“Aravot” says now that the Turkish-Armenian agreements are a fait accompli politicians and experts in Armenia should concentrate on the question of “what needs to be done today and tomorrow.” In that regard, the paper finds noteworthy opposition leader David Shahnazarian’s calls for the Armenian parliament ratify the agreements but set a deadline for their implementation by Turkey. Failure to meet that deadline would automatically annul the Armenian ratification. “In a word, the phase of supporting or opposing the protocols is over,” it says in an editorial. “Now is the time for concrete proposals.”
Masis Mayilian, a Nagorno-Karabakh politician, tells “Hayots Ashkhar” that it would be naïve to hope for international recognition of Karabakh’s independence as a result of the ongoing negotiating process spearheaded by the Minsk Group of the Organization for Security and Cooperation in Europe. “Therefore, there should be two parallel processes,” says Mayilian. “One within the framework of the Minsk Group in which Azerbaijan is present, and the other [should be] an independent process aimed at international recognition of the Nagorno-Karabakh Republic. But that would require Armenia to recognize Karabakh’s independence in the first instance.”
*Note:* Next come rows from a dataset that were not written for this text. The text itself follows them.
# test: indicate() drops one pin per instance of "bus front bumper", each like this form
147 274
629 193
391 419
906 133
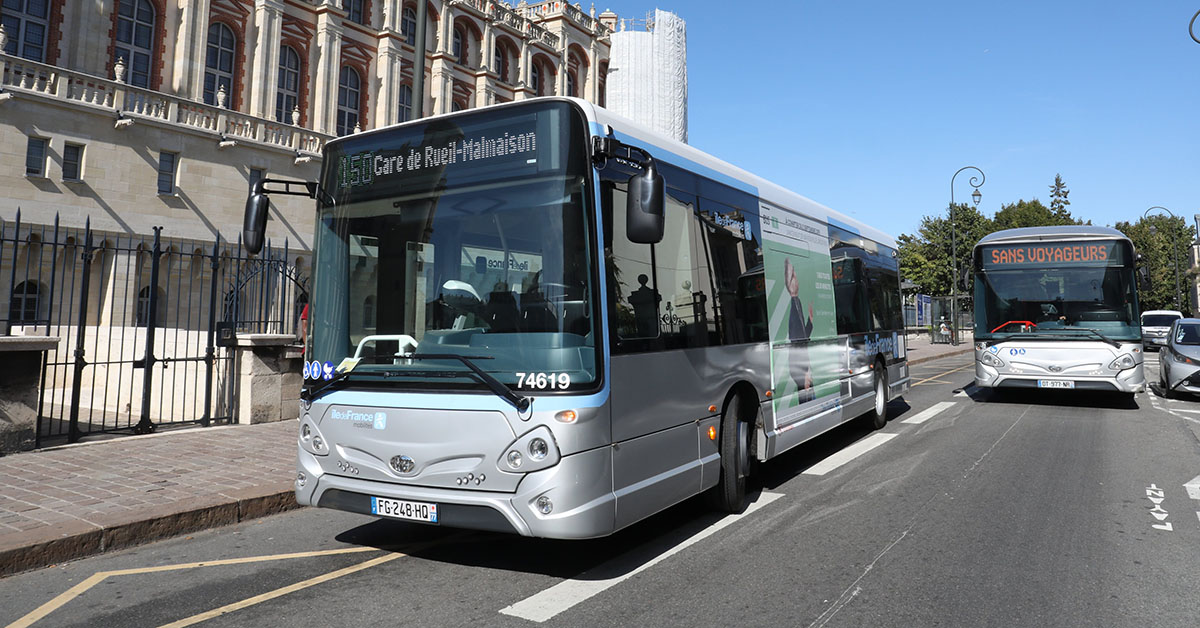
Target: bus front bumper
1127 381
579 488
Parliament deputy Victor Dallakian assures “Zhamanak” that President Serzh Sarkisian is trying to make compromise deals with Azerbaijan and Turkey not because he wants to make up for a lack of domestic legitimacy with strong international support. He says Sarkisian may well have reached “certain foreign policy agreements” even before becoming president. “That factor may be behind this overall policy,” says Dallakian. “In my view, on the issue of Turkish-Armenian relations he has taken bold but controversial steps … Time will tell if those steps are historic,” adds the independent lawmaker.
“Haykakan Zhamanak” comments on the latest official statistics that show the Armenian economy contracting by 18.3 percent in the first nine months of this year. The opposition paper says that calls into questions government claims that the rate of the GDP decline will fall below 15 percent by the end of this year. It claims that the latest figure may be fraudulent and that “the real decline may be even steeper than is officially shown.”